Quoting Katherinep20:

I felt the same way when I was offered help, I thought it was my baby, it was my responsibility and my mom or sister didn't have to do that. But it was one time that me and my SO really needed to spend time alone together and my sister and mom were nice enough to take care of him. They love my kid so for them it wasn't a job, they were glad to do it. Now I have asked my mom a couple of times and she has watched him and I know she doesn't want money or anything she just wants to spend time with her grandson, I don't abuse it do, I'm very conscious of that.

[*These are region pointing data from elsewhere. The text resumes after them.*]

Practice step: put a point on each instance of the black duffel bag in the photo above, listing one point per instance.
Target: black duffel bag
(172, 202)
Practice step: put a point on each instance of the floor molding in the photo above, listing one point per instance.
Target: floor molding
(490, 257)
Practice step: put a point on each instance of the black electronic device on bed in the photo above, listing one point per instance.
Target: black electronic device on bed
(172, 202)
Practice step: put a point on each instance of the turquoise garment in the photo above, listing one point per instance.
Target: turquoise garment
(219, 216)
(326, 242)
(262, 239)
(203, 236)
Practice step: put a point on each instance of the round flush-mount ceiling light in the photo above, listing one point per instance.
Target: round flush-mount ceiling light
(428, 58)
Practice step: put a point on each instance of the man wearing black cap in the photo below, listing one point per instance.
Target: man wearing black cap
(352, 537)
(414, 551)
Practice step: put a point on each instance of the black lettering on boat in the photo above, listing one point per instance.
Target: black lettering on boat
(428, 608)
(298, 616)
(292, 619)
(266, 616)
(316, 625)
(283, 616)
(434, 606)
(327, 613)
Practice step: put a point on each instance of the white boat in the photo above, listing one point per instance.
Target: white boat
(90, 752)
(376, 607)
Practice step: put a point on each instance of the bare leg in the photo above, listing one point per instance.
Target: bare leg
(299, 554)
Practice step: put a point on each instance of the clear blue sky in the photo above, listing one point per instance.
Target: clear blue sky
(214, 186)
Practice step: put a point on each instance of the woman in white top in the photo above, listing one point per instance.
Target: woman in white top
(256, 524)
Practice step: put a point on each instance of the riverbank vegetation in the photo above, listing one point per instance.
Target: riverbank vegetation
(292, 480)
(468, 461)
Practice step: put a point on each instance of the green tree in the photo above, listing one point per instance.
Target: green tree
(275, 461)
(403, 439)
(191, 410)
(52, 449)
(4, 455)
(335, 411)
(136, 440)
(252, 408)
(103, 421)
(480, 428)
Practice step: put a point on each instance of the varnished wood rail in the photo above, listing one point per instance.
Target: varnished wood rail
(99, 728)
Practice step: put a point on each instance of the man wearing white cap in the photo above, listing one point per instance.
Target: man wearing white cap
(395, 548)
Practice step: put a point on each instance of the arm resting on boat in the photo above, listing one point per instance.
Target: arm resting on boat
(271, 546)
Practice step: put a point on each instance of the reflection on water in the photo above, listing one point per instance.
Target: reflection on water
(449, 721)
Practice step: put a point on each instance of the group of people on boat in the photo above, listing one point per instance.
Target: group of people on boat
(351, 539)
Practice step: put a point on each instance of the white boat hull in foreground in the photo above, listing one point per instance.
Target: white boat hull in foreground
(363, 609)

I am so glad that your mom was there to help just to have time with her grandkids.  I was not so fortunate my mom expected to be paid instead of bonding with her grandchild.  My kids has lost time with my mother because she has not done anything with them no band concerts or anything like that that now they want nothing to do with her.  Makes it worse for them is she is raising my sister child (long story) and it is all him and nothing for them and that hurts me.  My in laws is a whole other story.  She babysat them when my youngest was still in diapers and I had no problems paying her because it was for 8 or 9 hours a day and I worked 5 days a week.  But for a couple of hours they would not charge us.  Might of helped because I was favorite daughter in law!

dragonbabe
Honii
by on Jun. 13, 2009 at 6:05 AM

She doesn't expect payment.  She's helping her daughter and getting to spend time with her grandchildren.  That's just something us grandmothers do.